Download Gender Work and Family in a Chinese Economic Zone Book in PDF, Epub and Kindle

This book examines the dynamics of power within the families of married women who have migrated from rural areas to China's Dalian Economic Zone. Engaging the question of whether waged work gives women power in their families, this ethnographic study finds that women do indeed use their new positions and urban status to negotiate their family status. However, women use these new resources not necessarily to promote their own individual liberation, but rather to strengthen their contribution as wives and, especially, as mothers. Thus, this new modernity provides a space for the re-inscribing of traditional roles, even as it may work to give women new-found power within their families. How and why this process occurs is related to the dual inequalities these women face as rural migrants and as women.

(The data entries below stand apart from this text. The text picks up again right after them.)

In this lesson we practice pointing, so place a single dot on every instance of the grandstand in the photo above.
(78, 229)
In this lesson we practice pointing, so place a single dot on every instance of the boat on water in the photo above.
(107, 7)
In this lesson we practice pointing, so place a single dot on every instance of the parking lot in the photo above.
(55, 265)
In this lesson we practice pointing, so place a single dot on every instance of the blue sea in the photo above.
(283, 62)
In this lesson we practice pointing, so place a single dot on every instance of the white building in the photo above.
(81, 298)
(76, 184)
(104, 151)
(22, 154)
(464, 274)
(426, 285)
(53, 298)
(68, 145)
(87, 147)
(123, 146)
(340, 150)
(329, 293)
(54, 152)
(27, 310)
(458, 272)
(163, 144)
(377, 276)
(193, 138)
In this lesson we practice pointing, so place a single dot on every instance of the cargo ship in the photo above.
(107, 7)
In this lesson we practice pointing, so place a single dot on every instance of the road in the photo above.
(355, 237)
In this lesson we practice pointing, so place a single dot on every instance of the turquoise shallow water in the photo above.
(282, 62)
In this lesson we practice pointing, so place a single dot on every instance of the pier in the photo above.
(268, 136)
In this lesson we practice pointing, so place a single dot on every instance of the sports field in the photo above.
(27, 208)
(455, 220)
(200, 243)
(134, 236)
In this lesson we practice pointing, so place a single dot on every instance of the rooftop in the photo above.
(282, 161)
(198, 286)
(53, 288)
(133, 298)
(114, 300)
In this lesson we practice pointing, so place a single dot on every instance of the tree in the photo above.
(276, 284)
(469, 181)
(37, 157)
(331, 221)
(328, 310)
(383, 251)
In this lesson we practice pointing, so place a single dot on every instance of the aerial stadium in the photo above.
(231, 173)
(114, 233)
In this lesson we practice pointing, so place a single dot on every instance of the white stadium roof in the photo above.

Women s Liberation and Gender Obligation Equality in Urban China

Women s Liberation and Gender Obligation Equality in Urban China
Author: Jiping Zuo
Publsiher: Unknown
Total Pages: 25
Release: 2006
Genre: Work and family
ISBN: OCLC:159940713

Download Women s Liberation and Gender Obligation Equality in Urban China Book in PDF, Epub and Kindle

Islam Family Life and Gender Inequality in Urban China

Islam  Family Life  and Gender Inequality in Urban China
Author: Xiaowei Zang
Publsiher: Routledge
Total Pages: 366
Release: 2012-06-12
Genre: Social Science
ISBN: 9781136588754

Download Islam Family Life and Gender Inequality in Urban China Book in PDF, Epub and Kindle

This book studies the relationship between Islam, family processes, and gender inequality among Uyghur Muslims in Ürümchi, China. Empirically, it shows in quantitative terms the extent of gender inequalities among Uyghur Muslims in Ürümchi and tests whether the gender inequalities are a difference in kind or in degree. It examines five aspects of gender inequality: employment, income, household task accomplishment, home management, and spousal power. Theoretically, it investigates how Islamic affiliation and family life affect Uyghur women’s status. Zang’s research involved rare and privileged access to a setting which is difficult for foreign scholars to study due to political restrictions. The data are drawn from fieldwork in Ürümchi between 2005 and 2008, which include a survey of 577 families, field observations, and 200 in-depth interviews with local Uyghurs. The book combines qualitative and quantitative data and methods to study gendered behavior and outcomes. The author’s study reinterprets family power and offers a more nuanced analysis of gender and domestic power in China and makes a pioneering effort to study spousal power, gender inequality in labor market outcomes, and gender inequality in household chores among members of ethnic minorities in China. The book will be of interest to students and scholars of ethnic studies, Chinese studies, Asian anthropology and cultural sociology.

Re Drawing Boundaries

Re Drawing Boundaries
Author: Barbara Entwisle,Gail Henderson
Publsiher: Univ of California Press
Total Pages: 366
Release: 2000-11-07
Genre: Business & Economics
ISBN: 0520220919

Download Re Drawing Boundaries Book in PDF, Epub and Kindle

The essays in this volume explore various aspects of work in China, including the nature of work, gender inequalities in work, gender and work in the context of migration, and the reciprocal influences of households and work organization.